The Canadian government will hold public consultations with the country’s federal pension funds to consider eliminating the current 30% limit for holding voting shares of an individual company.
The recommendation was included in the Canadian government’s 2015 budget plan, introduced Tuesday. It recommended that removing the ban could “reduce red tape and improve the investment climate in Canada.”

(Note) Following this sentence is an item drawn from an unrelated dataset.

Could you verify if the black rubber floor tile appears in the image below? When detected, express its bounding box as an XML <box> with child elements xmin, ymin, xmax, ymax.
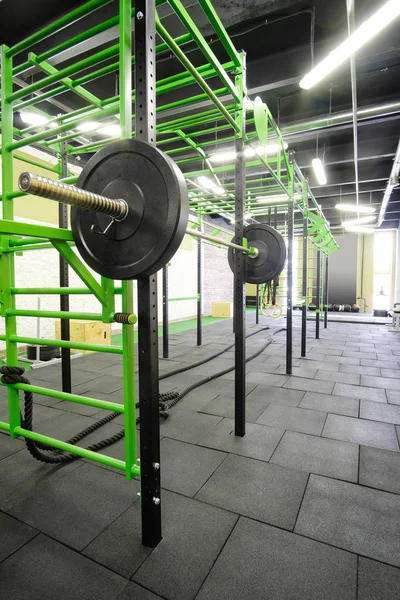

While the current limits officially apply to federally registered plans — those whose participants are in several provinces, “they have been adopted by most Canadian provinces, so that any amendments to those regulations would apply automatically to pension plan investors in those provinces that have adopted the federal regulations unless they specifically exempt themselves from them,” said Anna Zalewski, an associate with law firm Osler, Hoskin & Harcourt. She added that Quebec has its own pension investment legislation separate from federal law.
Ms. Zalewski said the rationale for the rule was to support passive investment. “However, as investment practices have become more sophisticated, particularly in infrastructure and private equity, the rule has led to inefficiencies,” she said. “Many players in the Canadian pension industry have been advocating for the removal of the rule or the introduction of exemptions to it.”
Deborah Allan, spokeswoman for the C$154.4 billion ($126 billion) Ontario Teachers’ Pension Plan, Toronto, said OTPP is a provincial plan and officials there are awaiting further information from the Ottawa government concerning whether the recommendation would apply to them.